Seductive anesthesia – the anesthetic is applied near the nerve trunk; the onset of effect tends to be delayed, the advantage is lower consumption; often in dentistry.

Intravenous regional anesthesia – the blood flow is stopped with the cuff and the anesthetic is applied distally from the cuff; for surgical procedures on the limbs, there is a risk of systemic effects.

Spinal (spinal, subarachnoid) anesthesia – application to the subarachnoid space, affects the spinal roots and spinal cord; suitable for procedures in the abdominal cavity, pelvis or lower limbs; risks: bradycardia, hypotension, respiratory depression and urinary retention.

Epidural anesthesia – anesthetic is applied to the epidural space; unlike spinal anesthesia, it requires a larger amount of anesthetic but is not as risky.

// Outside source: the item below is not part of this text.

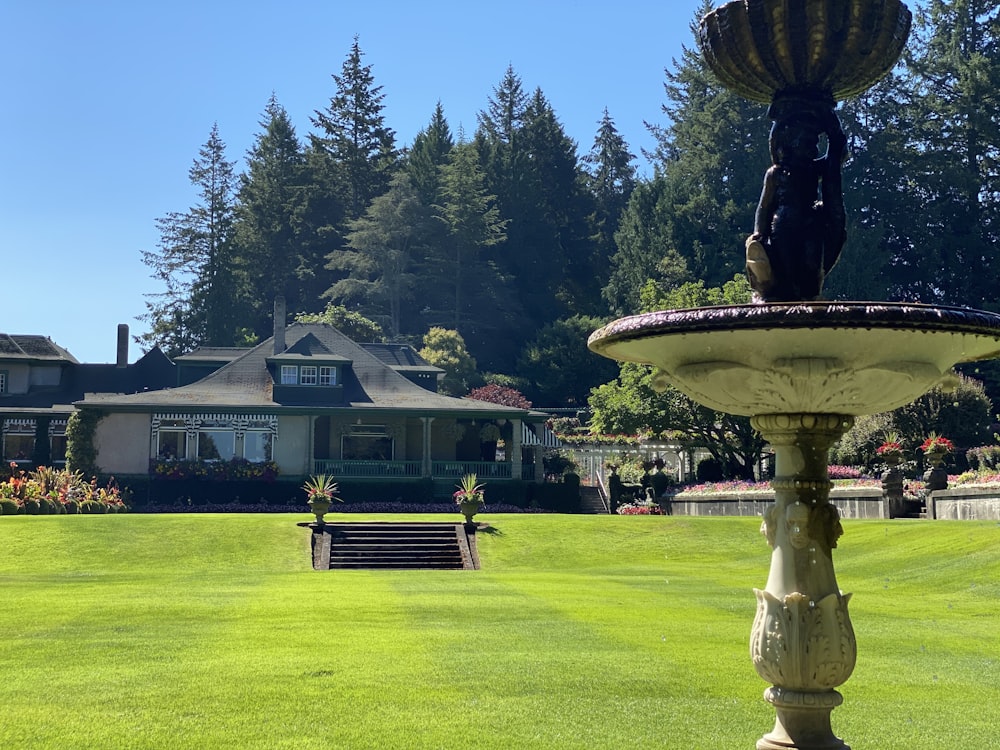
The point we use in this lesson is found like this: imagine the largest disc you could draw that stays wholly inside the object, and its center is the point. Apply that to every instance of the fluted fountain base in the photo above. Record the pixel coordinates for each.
(803, 721)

Medications[edit | edit source]

Esters[edit | edit source]

Cocaine - the first local anesthetic, no longer registered;
benzocaine - insoluble in water - for surface anesthesia (e.g. as a powder in dentistry for alveolitis after extraction or as an emulsion to facilitate swallowing for stomatitis after radiotherapy);
procaine - short-term and weak effect - metabolized to PABA, poor tissue penetration, low toxicity, NEODENTICAIN preparation;
tetracaine - for all types of anesthesia, toxicity is higher than procaine due to slow metabolism.

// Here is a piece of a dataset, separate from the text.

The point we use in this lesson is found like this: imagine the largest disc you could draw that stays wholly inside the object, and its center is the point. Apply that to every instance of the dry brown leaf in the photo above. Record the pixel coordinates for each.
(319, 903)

Amides[edit | edit source]

More modern and less allergenic than ester anesthetics.

Lidocaine - the most widely used local anesthetic with a fast onset of action, can be used for all types of anesthesia, preparations XYLESTEZIN spr 15%, XYLONOR spr 15%, XYLONOR gel 5% (injection site anesthesia) , XYLOCAIN spr 10%, EMLA cream 5% / EMLA patch with prilocaine;
trimecain - similar in structure and effects to lidocaine, the preparations MESOCAIN inj 1% (for procedures in certain high-risk patients) and MESOCAIN gel 2% (used, for example, in vascularization);
prilocaine - can induce methemoglobinemia, but is used with lidocaine in EMLA mixture for surface anesthesia;
mepivacaine- preparations MEPIVASTEZIN inj 3% and SCANDONEST inj 3%
bupivacaine, levobupivacaine, ropivacaine - have a slower onset of action, but long-term action, are suitable for epidural and seductive anesthesia, MARCAIN inj 0.5%;
cinchocaine - the strongest and longest-acting anesthetic, but only for surface anesthesia.

Amido-esters (thiophenes)[edit | edit source]

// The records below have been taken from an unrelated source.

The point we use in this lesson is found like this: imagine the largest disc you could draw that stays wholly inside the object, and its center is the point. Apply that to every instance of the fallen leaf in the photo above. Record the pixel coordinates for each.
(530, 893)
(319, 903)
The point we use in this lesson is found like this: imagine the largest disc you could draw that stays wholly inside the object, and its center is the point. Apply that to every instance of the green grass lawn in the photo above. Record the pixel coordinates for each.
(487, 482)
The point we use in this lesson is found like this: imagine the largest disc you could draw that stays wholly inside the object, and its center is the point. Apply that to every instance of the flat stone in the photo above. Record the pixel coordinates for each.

They contain both types of bonds in the molecule.

artikain - for seductive and infiltration anesthesia in dentistry (0.6 lidocaine toxicity; 0.8 procaine toxicity), preparations SUPRACAIN inj 4% (with adrenaline 1:200,000), UBISTEZIN inj 4% (with adrenaline 1:200,000), UBISTEZIN FORTE inj 4% (with adrenaline 1:100,000), SEPTANEST inj 4% (with adrenaline 1:200,000/1:100,000).

Links[edit | edit source]

References[edit | edit source]

MLADĚNKA, Přemysl. Lokální anestetika − seminář [lecture for subject Farmakologie, specialization Farmacie, FaF HK UK v Praze]. Hradec Králové. 17.5.2011.

DAGMAR, Lincová – HASSAN, Farghali. Základní a aplikovaná farmakologie. 2. edition. Praha : Galén, 2007. ISBN 978-80-7262-373-0.